The Leins Bal-Aire was a US sports biplane designed and built by a professional pilot for his own use, completed in 1960.

==Design and development==
The Bal-Aire was designed and built by Ballard Leins, a United Airlines pilot. He spent two years on its construction. It is a staggered biplane, with wings of constant chord mounted without sweep. They are wooden structures with fabric covering, the lower planes mounted on the lower fuselage longerons and the upper one supported over the fuselage on cabane struts. The pilot has an open cockpit just behind the upper trailing edge, in which there is a small cut-out to improve upward forward vision.
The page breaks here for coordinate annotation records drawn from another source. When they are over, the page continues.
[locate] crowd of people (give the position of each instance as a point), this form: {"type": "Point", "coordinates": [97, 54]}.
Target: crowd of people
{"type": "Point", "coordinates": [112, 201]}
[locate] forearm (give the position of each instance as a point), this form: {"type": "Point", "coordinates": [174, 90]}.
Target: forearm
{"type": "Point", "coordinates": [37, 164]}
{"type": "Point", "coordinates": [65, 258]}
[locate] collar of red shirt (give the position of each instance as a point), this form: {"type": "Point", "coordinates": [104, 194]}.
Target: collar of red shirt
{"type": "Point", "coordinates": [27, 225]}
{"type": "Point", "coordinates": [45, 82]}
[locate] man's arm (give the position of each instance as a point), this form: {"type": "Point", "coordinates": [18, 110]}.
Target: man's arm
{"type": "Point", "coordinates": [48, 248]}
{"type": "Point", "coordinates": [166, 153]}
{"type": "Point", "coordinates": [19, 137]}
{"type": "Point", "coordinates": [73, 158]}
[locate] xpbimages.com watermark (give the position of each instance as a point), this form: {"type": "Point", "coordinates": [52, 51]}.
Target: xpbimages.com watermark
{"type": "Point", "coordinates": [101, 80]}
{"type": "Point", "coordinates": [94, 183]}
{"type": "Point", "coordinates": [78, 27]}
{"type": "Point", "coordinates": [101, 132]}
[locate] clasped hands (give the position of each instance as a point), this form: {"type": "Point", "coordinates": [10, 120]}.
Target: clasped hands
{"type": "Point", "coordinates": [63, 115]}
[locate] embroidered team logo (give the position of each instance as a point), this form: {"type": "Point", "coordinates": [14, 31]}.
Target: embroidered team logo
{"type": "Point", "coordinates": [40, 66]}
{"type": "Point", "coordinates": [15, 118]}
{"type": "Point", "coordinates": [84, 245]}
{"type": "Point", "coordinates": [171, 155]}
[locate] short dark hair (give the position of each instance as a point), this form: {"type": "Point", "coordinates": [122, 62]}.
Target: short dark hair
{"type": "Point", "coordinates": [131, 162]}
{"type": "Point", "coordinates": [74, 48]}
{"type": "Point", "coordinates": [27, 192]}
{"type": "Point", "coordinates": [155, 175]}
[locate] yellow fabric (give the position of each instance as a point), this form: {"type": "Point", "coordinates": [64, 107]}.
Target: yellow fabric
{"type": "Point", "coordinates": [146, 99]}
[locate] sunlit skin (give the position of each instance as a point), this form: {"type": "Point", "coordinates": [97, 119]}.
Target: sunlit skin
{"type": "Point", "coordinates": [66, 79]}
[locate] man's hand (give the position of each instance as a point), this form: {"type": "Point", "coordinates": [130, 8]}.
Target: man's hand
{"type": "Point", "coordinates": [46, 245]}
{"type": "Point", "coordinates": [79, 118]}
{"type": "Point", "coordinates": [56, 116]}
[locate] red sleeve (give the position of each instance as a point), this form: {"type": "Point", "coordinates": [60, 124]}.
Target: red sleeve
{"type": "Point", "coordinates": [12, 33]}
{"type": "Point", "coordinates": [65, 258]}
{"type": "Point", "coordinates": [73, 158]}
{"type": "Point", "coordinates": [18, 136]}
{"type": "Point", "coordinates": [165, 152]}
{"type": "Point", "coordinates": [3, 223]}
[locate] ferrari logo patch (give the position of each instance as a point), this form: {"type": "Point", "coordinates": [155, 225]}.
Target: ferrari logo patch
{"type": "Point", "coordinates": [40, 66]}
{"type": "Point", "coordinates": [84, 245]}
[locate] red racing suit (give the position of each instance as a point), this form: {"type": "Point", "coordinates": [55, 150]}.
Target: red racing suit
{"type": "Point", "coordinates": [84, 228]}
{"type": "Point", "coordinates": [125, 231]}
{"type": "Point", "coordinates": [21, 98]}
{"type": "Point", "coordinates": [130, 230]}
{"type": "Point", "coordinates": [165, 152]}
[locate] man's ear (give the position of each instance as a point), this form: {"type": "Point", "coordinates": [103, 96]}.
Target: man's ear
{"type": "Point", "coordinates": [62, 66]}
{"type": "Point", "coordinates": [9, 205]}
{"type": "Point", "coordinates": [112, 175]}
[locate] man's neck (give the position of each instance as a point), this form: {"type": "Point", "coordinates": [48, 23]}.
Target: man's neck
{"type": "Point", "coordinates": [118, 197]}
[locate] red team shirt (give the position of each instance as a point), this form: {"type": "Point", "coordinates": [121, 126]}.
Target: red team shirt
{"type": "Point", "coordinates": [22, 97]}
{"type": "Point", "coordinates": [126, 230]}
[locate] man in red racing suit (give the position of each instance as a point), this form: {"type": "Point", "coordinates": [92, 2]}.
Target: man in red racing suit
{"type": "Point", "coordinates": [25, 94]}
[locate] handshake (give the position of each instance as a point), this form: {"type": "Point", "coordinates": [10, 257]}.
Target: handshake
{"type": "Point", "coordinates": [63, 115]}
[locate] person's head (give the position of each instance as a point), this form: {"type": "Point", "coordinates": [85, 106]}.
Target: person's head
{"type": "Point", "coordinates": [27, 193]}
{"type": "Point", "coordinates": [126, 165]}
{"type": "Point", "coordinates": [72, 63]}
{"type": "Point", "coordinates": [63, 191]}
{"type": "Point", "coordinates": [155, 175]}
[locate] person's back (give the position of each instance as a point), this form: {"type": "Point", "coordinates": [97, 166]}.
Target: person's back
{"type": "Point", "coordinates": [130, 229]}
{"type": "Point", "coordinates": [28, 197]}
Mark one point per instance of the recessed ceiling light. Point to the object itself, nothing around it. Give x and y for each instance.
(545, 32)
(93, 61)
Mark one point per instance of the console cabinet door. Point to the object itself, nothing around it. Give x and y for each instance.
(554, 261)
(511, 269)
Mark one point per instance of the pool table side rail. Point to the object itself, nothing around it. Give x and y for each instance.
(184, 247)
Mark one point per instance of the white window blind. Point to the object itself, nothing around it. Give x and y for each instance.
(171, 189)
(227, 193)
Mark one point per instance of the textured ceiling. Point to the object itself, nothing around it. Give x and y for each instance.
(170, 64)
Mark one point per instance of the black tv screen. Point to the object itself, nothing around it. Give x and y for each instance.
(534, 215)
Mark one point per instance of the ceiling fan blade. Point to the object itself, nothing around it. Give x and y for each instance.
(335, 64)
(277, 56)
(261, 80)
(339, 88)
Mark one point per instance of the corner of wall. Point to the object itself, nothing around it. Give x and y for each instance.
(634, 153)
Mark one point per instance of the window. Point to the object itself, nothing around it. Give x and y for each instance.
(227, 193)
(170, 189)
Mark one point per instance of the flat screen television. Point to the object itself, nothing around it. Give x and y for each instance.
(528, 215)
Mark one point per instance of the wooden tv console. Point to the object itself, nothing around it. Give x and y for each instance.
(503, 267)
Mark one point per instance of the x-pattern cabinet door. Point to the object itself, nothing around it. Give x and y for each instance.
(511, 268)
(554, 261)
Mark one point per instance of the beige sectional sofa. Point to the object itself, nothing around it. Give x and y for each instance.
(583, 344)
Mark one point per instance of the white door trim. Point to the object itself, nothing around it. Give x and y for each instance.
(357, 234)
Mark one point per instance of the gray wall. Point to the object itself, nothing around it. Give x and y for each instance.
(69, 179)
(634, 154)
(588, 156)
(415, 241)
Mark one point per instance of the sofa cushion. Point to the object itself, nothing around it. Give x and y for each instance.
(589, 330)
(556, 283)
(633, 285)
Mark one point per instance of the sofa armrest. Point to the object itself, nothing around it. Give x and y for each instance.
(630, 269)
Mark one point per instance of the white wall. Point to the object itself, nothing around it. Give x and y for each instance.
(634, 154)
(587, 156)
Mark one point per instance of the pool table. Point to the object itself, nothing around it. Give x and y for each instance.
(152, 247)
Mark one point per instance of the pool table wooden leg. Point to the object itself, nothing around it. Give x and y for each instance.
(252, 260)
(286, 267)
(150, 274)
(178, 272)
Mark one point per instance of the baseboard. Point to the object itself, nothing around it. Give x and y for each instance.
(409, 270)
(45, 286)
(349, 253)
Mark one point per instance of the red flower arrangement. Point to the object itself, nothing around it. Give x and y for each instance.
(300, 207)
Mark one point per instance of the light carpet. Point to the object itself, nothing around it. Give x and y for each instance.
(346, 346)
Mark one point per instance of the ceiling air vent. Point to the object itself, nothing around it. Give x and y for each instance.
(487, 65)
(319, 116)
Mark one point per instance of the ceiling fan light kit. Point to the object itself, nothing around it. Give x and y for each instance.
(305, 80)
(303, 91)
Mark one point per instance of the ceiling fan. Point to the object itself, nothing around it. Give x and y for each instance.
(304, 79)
The rest of the Bal-Aire has a steel tube structure and fabric covering. A nose mounted, 150 hp Franklin 6A4-150
air-cooled flat six engine drives a two blade propeller. Behind it the fuselage is deep, with flat sides and bottom and a decked upper surface. The rear decking starts behind the cockpit at the height of the pilot's head, gradually falling to the tail. The fin is strongly straight tapered and square tipped, with a straight edged rudder that extends down to the keel; the tailplane is both strut and wire braced to the fin. The Bal-Aire has a fixed, conventional undercarriage with faired legs and main wheels and a steerable tailwheel.

The Bel-Aire first flew on 8 July 1960.

==Operational history==
The Bal-Aire won second prize for outstanding workmanship at the Fly-in of the Experimental Aircraft Association.

It was restored to flight during the 1990s.